La lutte contre le terrorisme est également un enjeu majeur en Asie, de l’Asie du Sud (Afghanistan, Pakistan) à l’Asie du Sud-Est (Indonésie, Philippines). Elle l’est également pour Pékin, alors que plusieurs centaines de ressortissants chinois radicalisés combattent aujourd’hui en Syrie et en Irak dans les troupes de l’Etat islamique et que le pays est désormais pris directement pour cible par les mouvements terroristes. Ce dossier peut faire l’objet pour Paris d’une coopération plus approfondie avec nombre de pays asiatiques, y compris la Chine, même si une telle coopération reste difficile à consolider compte tenu des différences de définition et d’approche du terrorisme existant entre Paris et Pékin actuellement.

Plus globalement, la France doit aujourd’hui faire face à la restructuration de la gouvernance mondiale sous l’impulsion de la Chine. Déterminé à être le pilote de ce processus, Pékin investit massivement dans le multilatéralisme et accélère le rythme des initiatives institutionnelles depuis le début du mandat de Xi Jinping en 2012, et encore davantage depuis l’élection de Donald Trump en novembre 2016. Toutefois, l’investissement chinois dans le multilatéralisme n’est pas de même nature que celui de la France : la Chine souhaite promouvoir de nouvelles normes et une vision renouvelée des enjeux contemporains, différents de ceux de la France et de l’Europe à maints égards. Dans sa stratégie de restructuration des organisations multilatérales, Pékin compte avant tout sur le soutien des pays en développement et des pays émergents, et en premier lieu de la Russie, avec laquelle elle partage une vision post-occidentale de l’organisation du monde et des conceptions communes sur le cyberespace ou encore la lutte antiterroriste.
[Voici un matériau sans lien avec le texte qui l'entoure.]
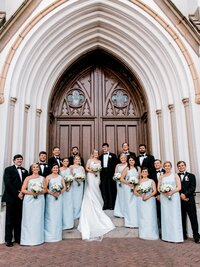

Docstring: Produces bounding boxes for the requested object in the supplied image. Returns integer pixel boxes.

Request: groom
[99,143,117,210]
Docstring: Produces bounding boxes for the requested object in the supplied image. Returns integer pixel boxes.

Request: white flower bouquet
[74,173,85,186]
[64,174,74,191]
[90,162,102,176]
[137,183,151,195]
[113,172,121,186]
[50,184,63,200]
[160,184,174,200]
[127,176,139,192]
[30,182,44,199]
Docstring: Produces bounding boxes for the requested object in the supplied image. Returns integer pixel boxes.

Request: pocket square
[185,176,189,182]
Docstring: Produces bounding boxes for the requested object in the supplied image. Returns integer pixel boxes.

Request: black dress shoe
[6,242,13,247]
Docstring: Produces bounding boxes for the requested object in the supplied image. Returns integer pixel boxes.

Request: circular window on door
[66,89,85,108]
[111,89,129,108]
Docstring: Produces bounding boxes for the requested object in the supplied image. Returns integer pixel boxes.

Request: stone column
[22,104,30,159]
[168,104,179,169]
[35,109,42,162]
[5,97,17,166]
[182,98,196,173]
[156,109,166,161]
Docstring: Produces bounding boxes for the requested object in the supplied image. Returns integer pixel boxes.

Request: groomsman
[154,159,165,236]
[122,142,136,160]
[29,151,51,177]
[136,144,156,181]
[99,143,117,210]
[69,146,84,167]
[177,160,200,243]
[48,146,62,170]
[2,154,28,247]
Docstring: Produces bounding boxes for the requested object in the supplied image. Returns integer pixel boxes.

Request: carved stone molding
[25,104,30,112]
[36,108,42,117]
[182,98,190,107]
[168,104,174,112]
[156,109,162,116]
[0,11,6,28]
[189,7,200,32]
[10,97,17,106]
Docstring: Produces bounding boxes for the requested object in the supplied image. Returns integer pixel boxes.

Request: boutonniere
[185,176,189,182]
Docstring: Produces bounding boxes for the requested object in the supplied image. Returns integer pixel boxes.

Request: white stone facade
[0,0,200,243]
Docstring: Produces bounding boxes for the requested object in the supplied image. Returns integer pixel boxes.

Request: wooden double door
[49,62,146,161]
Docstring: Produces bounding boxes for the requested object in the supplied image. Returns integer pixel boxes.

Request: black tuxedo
[2,165,28,243]
[29,162,51,177]
[48,156,62,170]
[99,152,117,209]
[178,172,199,239]
[154,168,165,231]
[69,155,84,167]
[136,154,156,182]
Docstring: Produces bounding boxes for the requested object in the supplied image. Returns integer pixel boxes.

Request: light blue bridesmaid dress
[20,176,45,246]
[124,168,138,227]
[138,179,159,240]
[44,175,62,242]
[72,166,84,219]
[60,168,74,230]
[160,174,183,242]
[114,163,127,217]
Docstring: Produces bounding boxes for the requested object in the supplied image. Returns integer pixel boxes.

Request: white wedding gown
[78,172,115,240]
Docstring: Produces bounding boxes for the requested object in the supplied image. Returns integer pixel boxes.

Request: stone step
[63,210,138,239]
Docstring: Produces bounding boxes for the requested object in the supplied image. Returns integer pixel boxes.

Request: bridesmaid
[70,156,85,220]
[158,161,183,242]
[44,163,66,242]
[120,157,140,227]
[60,158,74,230]
[134,167,159,240]
[20,163,47,246]
[114,153,127,218]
Toutefois, la Chine invite également les pays les plus développés à rejoindre les institutions nouvellement créées, et la question d’une participation éventuelle de la France – et des conditions de cette participation – se posera à chaque nouvelle initiative institutionnelle chinoise, comme elle s’est déjà posée lors du lancement de la Banque asiatique d’investissement pour les infrastructures en 2014. Cette question mérite d’être anticipée. Il est dans l’intérêt de Paris et de Bruxelles de consolider leur investissement dans le multilatéralisme et d’élaborer une stratégie de gouvernance mondiale qui ne soit pas uniquement défensive ou définie en réaction à la stratégie chinoise, notamment dans les domaines où la gouvernance est en cours de formation ou d’ajustement (cybergouvernance, par exemple) et où les visions s’opposent. La France et l’Europe pourraient être contraintes dans les prochaines années de s’engager davantage pour défendre leur vision de l’Internet, de la culture, de la sécurité, du libre-échange ou encore du droit international.